Posting “why the f—- do I need a google+ account to comment on a video?” (our censorship, not his), Karim echoes some of the frustration being lobbed either way. On one hand, Google+ users have grown weary of the often racist, sexual remarks forced on them. Simply sharing a video adds a comment to the YouTube stream, where the normal YouTube hate parade can take effect. By responding to your share, those comments can end up in your stream on Google+.
The disillusionment also goes both ways. YouTube commenters are frustrated with the need for a Google+ account, and Google+ users are unhappy with the insults, with many vowing to monitor their shares and comments closely. This has prompted some commenters to stop using the YouTube comments section altogether. Rather than having a Google+ account forced on them, or be censored by those who already have one, they choose to go elsewhere.
It’s another in a long line of Google’s efforts to make Google+ noticeable.
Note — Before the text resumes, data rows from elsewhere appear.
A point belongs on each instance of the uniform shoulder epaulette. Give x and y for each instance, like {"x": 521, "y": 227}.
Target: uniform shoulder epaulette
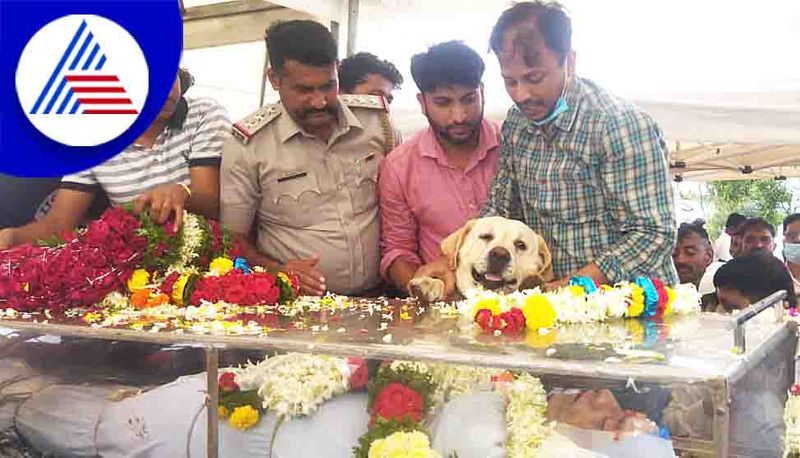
{"x": 248, "y": 126}
{"x": 375, "y": 102}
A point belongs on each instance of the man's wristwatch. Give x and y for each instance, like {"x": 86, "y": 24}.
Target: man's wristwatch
{"x": 186, "y": 188}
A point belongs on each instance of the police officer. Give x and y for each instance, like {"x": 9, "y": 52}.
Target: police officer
{"x": 298, "y": 182}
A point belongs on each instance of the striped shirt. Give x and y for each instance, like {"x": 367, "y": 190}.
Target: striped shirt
{"x": 594, "y": 183}
{"x": 137, "y": 169}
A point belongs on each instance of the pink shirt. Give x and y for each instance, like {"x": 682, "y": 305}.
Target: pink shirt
{"x": 424, "y": 199}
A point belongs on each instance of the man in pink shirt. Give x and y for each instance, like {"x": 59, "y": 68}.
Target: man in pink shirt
{"x": 438, "y": 179}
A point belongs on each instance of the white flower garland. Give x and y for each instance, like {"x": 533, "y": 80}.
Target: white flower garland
{"x": 192, "y": 238}
{"x": 580, "y": 308}
{"x": 295, "y": 384}
{"x": 527, "y": 427}
{"x": 791, "y": 416}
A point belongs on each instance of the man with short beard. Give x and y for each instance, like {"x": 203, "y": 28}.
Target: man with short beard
{"x": 582, "y": 167}
{"x": 437, "y": 180}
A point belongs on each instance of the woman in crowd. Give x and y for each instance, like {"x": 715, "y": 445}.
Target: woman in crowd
{"x": 747, "y": 279}
{"x": 172, "y": 166}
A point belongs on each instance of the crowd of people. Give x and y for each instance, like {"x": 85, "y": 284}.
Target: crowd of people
{"x": 322, "y": 185}
{"x": 739, "y": 268}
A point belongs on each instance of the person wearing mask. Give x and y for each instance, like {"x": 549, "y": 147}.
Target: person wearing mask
{"x": 693, "y": 257}
{"x": 791, "y": 247}
{"x": 365, "y": 73}
{"x": 756, "y": 234}
{"x": 580, "y": 166}
{"x": 722, "y": 246}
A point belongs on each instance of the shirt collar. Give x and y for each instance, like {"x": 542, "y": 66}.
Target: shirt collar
{"x": 574, "y": 96}
{"x": 288, "y": 128}
{"x": 487, "y": 141}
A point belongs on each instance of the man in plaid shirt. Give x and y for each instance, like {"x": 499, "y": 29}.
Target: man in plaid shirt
{"x": 586, "y": 170}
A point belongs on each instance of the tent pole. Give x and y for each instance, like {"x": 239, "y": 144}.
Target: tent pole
{"x": 353, "y": 7}
{"x": 264, "y": 78}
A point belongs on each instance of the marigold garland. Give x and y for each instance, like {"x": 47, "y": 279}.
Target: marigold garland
{"x": 581, "y": 301}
They’ve already given each Gmail user an account, and have effectively rolled Zagat into the mix as well. A new Maps widget for Android allows you to share your location with a circle of people, almost begging you to join and bring others with you.
Google has long been championing their social media platform as one which can unify their services, and bring stability to the fold. Once a company of spare parts and spring cleaning (we still miss Reader), Google now wants to act as a well oiled machine. At least one user — who Google made very rich when they purchased the service for $1.65 billion — is unhappy. Unfortunately, he speaks for many.